The main advantage in using this template is to select the confounders needed to adjust for (condition on) in the latent growth model to the extent that it would be possible to make valid inferences, answering the research question (25) based on findings that had been replicated in studies with greater samples. Finally, we removed the variables that were not in the path for confounding (i.e., covariates, which are not confounders per se), and created a summarized DAG for a clearer depiction. The medications currently prescribed for the participating patients (SSRI, SNRI, other classes of antidepressants, mood stabilizers, drugs for anxiety and insomnia, antipsychotics, and stimulants) were not employed as confounders.

Latent Growth Model Assessment

To estimate the effect of CSA, we fitted a latent growth model (26) using Mplus version 8.3 (27), where a latent intercept and a latent slope were estimated common to all individuals. The intercept is the systematic part of the variation in the outcome variable at baseline (i.e., time point zero) and slope growth factor is the trend, the growth rate, being the systematic part of the decrease (or increasing) in the outcome variable for a time score increase of one unit.

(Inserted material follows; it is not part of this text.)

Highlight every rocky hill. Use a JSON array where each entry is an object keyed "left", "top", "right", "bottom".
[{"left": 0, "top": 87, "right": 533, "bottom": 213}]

Latent growth model does not require complete data to estimate latent variables because under the assumption of missing at random mechanism, missingness is estimated unbiased via full-information maximum likelihood. Consequently, even when few patients had not responded to all evaluations, they were still considered in the analysis in an intention-to-treat approach given the maximum likelihood estimator.

Model fit was evaluated using the comparative fit index (CFI), root mean square error of approximation (RMSEA), and the standardized root mean square residual (SRMR). CFI values >0.95, RMSEA values of <0.06, and SRMR values >0.06, and a non-significant χ2 statistic were considered a good model fit (28).


Sample Characteristics

Three patients were excluded from the initial sample (n = 70) because of missing 24-h post-injection data. The demographic and clinical characteristics of the 67 patients included are presented in Table 1.


Table 1. Clinical and demographic characteristics of patients (total n = 67) at the enrollment.

The prevalence of CSA among the 67 patients was 35.82%, with a sexual trauma load of 1 or higher (mean 1; SD: 1.45). Among patients reporting a CSA history, the proportions within the six ETISR-SF items were as follows: 31.3% disclosed a history of uncomfortable touching in intimate parts; 17.9% for having someone rubbing their genitals; 10.5% for being forced to touch genital parts; 7.5% for forced kiss; 7.5% for forced genital sex, and 4.5% for being forced to perform oral sex.

First-Degree Relatives With Alcohol Use Disorder (+FH) and Sex as Confounders

The summarized DAG (Figure 2) showed that the presence of first-degree relatives with alcohol use disorder (+FH) and sex is a minimum set for adjustment (i.e., confounders) when analyzing the effects of esketamine in adults with CSA. These confounders were included in the latent growth model to minimize bias.


Figure 2. Summarized directed acyclic graphic (DAG). Previous studies were used to rule out the design process, during which the dagitty platform automatically generates red paths and nodes (sex and +FH of AUD), indicating which variables should be controlled in the statistical analysis; whereas green paths and blue nodes do not disrupt the interaction between exposure (▸) and outcome (■). Sex and +FH of AUD should be considered key moderating factors when investigating the effects of CSA on esketamine treatment. Personality traits, previous suicide attempts, hospitalizations, cognition, anhedonia, and BMI are predictors of treatment response, yet they do not disturb the relationship between the variables of interest. CSA, child sexual abuse; + FH AUD, positive family history of a first-degree relative with alcohol use disorder; BMI, body mass index.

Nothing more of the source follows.